崩れ落ちた屋根と雪の隙間から洩れるわずかな月光に、夢のように青白く浮かび上がっている。
雪夜くんは、今にも狂い出してしまいそうな痛々しい表情で、震える声で、ただひたすらに祈りつづける。
「どうか、神様……」
自分の身体から、背中の傷から、どくどくと命が流れ出していくのを感じた。
急速に体温が失われていく。
それでもなぜか、少しの寒さも怖ろしさも感じないのは、雪夜くんが私の身体をきつく抱きしめてくれているからだと、私は知っていた。
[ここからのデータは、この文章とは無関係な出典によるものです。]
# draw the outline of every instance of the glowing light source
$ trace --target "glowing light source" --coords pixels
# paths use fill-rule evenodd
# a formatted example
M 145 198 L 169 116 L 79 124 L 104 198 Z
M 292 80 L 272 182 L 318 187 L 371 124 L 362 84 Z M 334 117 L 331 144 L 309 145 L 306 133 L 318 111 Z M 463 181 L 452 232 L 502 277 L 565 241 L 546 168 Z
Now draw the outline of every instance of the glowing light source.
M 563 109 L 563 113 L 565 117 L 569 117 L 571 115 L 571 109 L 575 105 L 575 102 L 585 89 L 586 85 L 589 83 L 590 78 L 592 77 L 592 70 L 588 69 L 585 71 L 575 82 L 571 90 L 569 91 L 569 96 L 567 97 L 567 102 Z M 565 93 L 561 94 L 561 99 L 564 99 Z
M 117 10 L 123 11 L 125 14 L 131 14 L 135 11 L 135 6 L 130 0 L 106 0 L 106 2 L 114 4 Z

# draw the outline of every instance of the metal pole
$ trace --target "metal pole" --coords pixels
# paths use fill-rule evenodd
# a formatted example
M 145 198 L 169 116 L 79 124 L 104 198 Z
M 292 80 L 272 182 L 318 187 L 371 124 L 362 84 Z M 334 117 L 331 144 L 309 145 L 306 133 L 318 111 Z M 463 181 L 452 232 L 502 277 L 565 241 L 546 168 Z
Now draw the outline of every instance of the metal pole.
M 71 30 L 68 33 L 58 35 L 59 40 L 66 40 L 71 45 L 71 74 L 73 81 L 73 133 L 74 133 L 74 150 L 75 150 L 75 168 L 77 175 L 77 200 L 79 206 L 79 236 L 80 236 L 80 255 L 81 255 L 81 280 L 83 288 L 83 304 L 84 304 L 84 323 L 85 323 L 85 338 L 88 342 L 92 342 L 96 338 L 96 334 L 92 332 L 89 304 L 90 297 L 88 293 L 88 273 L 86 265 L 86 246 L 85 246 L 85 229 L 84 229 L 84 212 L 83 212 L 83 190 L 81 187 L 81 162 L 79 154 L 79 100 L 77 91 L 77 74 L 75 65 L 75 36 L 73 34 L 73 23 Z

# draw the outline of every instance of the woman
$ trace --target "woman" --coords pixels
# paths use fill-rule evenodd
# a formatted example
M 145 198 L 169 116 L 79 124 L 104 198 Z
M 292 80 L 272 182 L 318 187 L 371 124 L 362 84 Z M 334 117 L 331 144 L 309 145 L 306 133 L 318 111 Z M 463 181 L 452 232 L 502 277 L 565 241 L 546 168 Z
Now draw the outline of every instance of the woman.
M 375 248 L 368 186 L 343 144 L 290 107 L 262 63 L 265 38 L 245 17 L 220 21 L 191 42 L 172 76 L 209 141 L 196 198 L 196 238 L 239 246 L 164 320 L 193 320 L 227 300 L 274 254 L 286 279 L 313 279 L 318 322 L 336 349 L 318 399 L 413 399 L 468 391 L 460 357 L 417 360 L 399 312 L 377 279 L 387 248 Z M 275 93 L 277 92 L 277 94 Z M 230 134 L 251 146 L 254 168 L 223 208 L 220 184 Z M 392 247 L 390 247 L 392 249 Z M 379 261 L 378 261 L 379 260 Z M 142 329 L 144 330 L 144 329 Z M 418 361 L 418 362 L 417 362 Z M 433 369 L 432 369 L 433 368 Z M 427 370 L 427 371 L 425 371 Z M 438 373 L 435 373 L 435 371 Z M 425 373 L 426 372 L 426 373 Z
「助けてください……お願いします……どうか、どうか、美冬を助けてください」
雪夜くんが何度目かの悲痛な叫びをあげたとき。
闇に沈んでいた世界が、ふいに、真昼のように明るくなった。
『……分かった。それほどに強く祈るのならば、お前の願い、聞き届けてやろう』
地の底から湧き出る泉のような。天の雲間から降り注ぐ光のような。
不思議な声が、どこからか響いてくる。
かみさま、と雪夜くんがつぶやいた。
『私がその者の命を助けてやろう』
ああ、とため息のように声をもらした雪夜くんは、安堵したように静かに目を閉じた。